Among the many tropes of the "social media is ruining everything" think pieces is the one about how nobody really looks at photographs any more. I've certainly observed the appalling way that instagram is actually used: glance, swipe, glance, like, swimp, glance, swipe. I've probably written about it. God knows what dumb shit I said. God, and anyone willing to spend a minute or two searching, I guess.
It's certainly true that social media encourages a very very lightweight engagement with, well, everything on social media. People won't read an entire tweet, or Facebook post. They glance at photos. Videos play more or less unwatched.
But back to photography. There is a planted axiom in these think pieces on photography, which is that in the past people used to look closely at photographs.
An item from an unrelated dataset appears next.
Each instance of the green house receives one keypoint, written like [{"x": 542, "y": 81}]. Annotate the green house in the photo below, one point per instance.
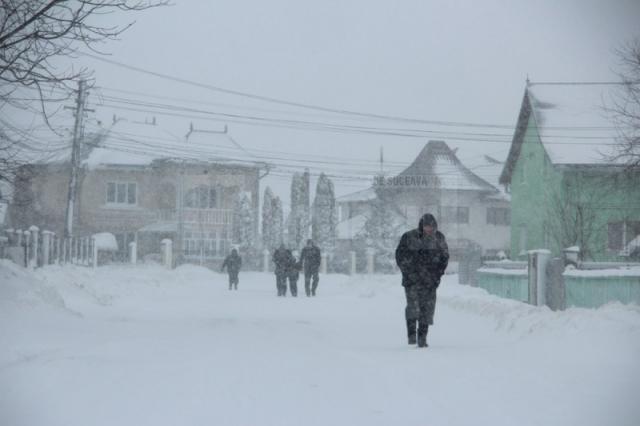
[{"x": 565, "y": 189}]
Usually there is some drivel about The Print, and how detailed it is, how a well made print "just glows" and so on. Half the time, at least, the piece is being written by someone too young and too hip to actually have ever held a decent print in their hand, although I dare say they've held a small number of shoddy ones.
There were no glory days when loads of people really looked at photographs.
What we have today is a billion times more engagement with photographs than ever before. All those people doing the glance-swipe thing on instagram? 20 years ago, 10 years ago, I can promise you that they were not sitting cross-legged on a bamboo mat with incense burning, making love with their eyes to a single glorious print. They were watching TV, playing some 2D video game, skateboarding, awkwardly trying to talk to girls, maybe fixing a car. They were doing anything except looking at photos. I was there. Nobody looked at photos, except a few weirdos.
It's a lot like today. Only a few weirdos really look at photographs. Perhaps a few more than 20 years ago.
Even in the glory days of the mightiest of the mass media photographers, Ansel Adams, when everyone who wanted to look a bit clever, a bit artsy, bought a poster of some Adams picture, I don't think the posters got all that much attention. Sure, you hung it up, and people glanced at it. It was recognized by people. Many people could probably even name the giant stone in the frame (probably "Half Dome" which is fairly easy to remember, since it looks like half of a dome.) But that poster in your dorm room didn't get a lick more attention than the picture of a waterfall you stick on your instagram.
One of the consequences of the modern era, in which everyone is a photographer is that now everyone has a mild interest in photography.
Rather than being a niche activity that a few people take very seriously, it is now a not-quite universal activity that almost everyone takes mostly unseriously.
This, of course, gets under the skin of those of us who still take it seriously.